El Granate, vigente campeón de la Copa Sudamericana, tuvo un comienzo a toda máquina frente al campeón de la última Copa Libertadores. Lo sometió en el primer cuarto de hora y un fuera de juego impidió la apertura del resultado. A los seis minutos, Agustín Medina aprovechó un mal despeje para ensayar un remate atajado por Agustín Rossi y Eduardo Salvio también forzó una contención en dos tiempos del ex Boca Juniors. Entremedio de esos avances, a los 10′, Rodrigo Castillo desvió un testazo del Toto Salvio y la pelota terminó en el fondo de la red, pero la jugada fue anulada correctamente por offside del autor del tanto.
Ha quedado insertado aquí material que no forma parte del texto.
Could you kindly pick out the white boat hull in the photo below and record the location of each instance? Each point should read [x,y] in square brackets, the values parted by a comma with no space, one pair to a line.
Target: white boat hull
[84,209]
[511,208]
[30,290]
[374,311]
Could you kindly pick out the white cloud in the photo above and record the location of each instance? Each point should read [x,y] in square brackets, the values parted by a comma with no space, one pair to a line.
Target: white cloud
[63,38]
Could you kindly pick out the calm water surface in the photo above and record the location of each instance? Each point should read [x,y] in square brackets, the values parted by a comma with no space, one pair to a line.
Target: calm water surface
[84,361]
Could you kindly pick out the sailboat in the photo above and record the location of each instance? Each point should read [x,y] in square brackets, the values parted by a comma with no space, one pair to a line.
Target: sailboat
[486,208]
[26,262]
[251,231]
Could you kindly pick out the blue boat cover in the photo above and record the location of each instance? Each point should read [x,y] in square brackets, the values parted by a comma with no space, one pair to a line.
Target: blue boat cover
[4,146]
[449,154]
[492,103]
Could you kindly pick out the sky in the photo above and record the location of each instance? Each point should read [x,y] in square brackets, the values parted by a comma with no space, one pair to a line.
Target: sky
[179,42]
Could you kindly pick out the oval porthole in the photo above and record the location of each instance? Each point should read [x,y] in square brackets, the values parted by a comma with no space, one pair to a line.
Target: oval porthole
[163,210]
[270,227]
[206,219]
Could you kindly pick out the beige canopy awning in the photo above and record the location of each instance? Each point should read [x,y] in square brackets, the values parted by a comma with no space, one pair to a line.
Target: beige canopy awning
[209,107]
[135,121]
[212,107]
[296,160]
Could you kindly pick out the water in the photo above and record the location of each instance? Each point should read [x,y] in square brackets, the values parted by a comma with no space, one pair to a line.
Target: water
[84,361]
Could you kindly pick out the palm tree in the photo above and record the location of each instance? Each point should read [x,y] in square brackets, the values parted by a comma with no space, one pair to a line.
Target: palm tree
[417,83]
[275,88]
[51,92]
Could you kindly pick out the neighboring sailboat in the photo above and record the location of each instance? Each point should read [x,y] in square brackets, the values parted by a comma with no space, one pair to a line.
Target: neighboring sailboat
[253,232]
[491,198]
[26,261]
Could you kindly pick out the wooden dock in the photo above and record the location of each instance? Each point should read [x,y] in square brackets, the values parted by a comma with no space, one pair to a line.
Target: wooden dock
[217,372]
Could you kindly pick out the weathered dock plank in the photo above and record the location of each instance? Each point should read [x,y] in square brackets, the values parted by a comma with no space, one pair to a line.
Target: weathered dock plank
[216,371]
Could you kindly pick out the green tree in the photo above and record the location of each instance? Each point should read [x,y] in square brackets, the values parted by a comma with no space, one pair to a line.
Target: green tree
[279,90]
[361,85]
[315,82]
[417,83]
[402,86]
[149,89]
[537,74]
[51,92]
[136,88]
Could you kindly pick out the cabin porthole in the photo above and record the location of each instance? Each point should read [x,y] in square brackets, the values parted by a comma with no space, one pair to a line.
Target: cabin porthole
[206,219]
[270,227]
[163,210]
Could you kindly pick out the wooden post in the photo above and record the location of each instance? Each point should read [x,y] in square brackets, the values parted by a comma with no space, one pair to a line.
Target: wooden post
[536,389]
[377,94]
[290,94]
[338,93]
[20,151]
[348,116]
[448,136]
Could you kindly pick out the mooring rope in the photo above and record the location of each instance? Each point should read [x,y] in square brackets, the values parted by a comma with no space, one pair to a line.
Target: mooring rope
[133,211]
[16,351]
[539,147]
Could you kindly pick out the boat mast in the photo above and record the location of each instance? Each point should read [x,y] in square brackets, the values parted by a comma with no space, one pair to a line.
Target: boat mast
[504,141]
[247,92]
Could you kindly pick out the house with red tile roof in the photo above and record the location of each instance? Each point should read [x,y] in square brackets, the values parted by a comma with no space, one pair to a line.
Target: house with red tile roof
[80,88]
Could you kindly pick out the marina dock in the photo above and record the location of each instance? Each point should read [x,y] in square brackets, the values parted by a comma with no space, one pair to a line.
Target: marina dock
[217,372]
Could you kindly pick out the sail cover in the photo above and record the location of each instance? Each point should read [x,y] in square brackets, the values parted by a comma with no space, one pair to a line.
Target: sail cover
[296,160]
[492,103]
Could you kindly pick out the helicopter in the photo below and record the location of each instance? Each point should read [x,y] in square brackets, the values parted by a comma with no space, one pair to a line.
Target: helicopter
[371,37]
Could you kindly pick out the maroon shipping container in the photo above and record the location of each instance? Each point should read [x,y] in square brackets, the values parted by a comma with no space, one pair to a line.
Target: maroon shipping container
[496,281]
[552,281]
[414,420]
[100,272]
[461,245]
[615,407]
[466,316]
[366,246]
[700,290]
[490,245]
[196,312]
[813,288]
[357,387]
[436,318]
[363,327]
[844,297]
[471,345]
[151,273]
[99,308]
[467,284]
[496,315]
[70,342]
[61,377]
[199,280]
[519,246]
Luego de ese inicio furioso del local, el Fla comenzó a dominar más la pelota, se alejó del área propia y estuvo más cerca de la ajena con un Lanús más replegado en busca de un ataque rápido. Y a los 34 minutos, cada uno de los dos puso en práctica su modelo. Lucas Paquetá puso la tenencia en quinta a fondo, deslizó un pase rasante a la aparición de Giorgian de Arrascaeta, y este dejó mano a mano a Everton, quien ejecutó un zurdazo a quemarropa despejado por Nahuel Losada. En la réplica, Castillo manejó mal la ofensiva y lanzó un pase anticipado por un rival en campo contrario.
En el complemento el Granate tomó la iniciativa y le dio trabajo a Agustín Rossi. Incluso convirtió un gol con Sasha Marcich, pero fue anulado por posición adelantada del defensor.
El local no se rindió y siguió buscando. Matias Sepúlveda mandó un buen centro desde la derecha, pero Dylan Aquino la enganchó de volea y la tiró por arriba del travesaño.
De tanto buscarlo, el equipo dirigido por Pellegrino tuvo su premio: a los 77 minutos, un centro perfecto de Marcich fue conectado de cabeza por Rodrigo Castillo para abrir el marcador.
La ventaja de Lanús coincidió con el peor momento de Flamengo. El elenco argentino fue una tromba y quiso ampliar las diferencias y estuvo cerca con una de Sepúlveda que reventó el travesaño.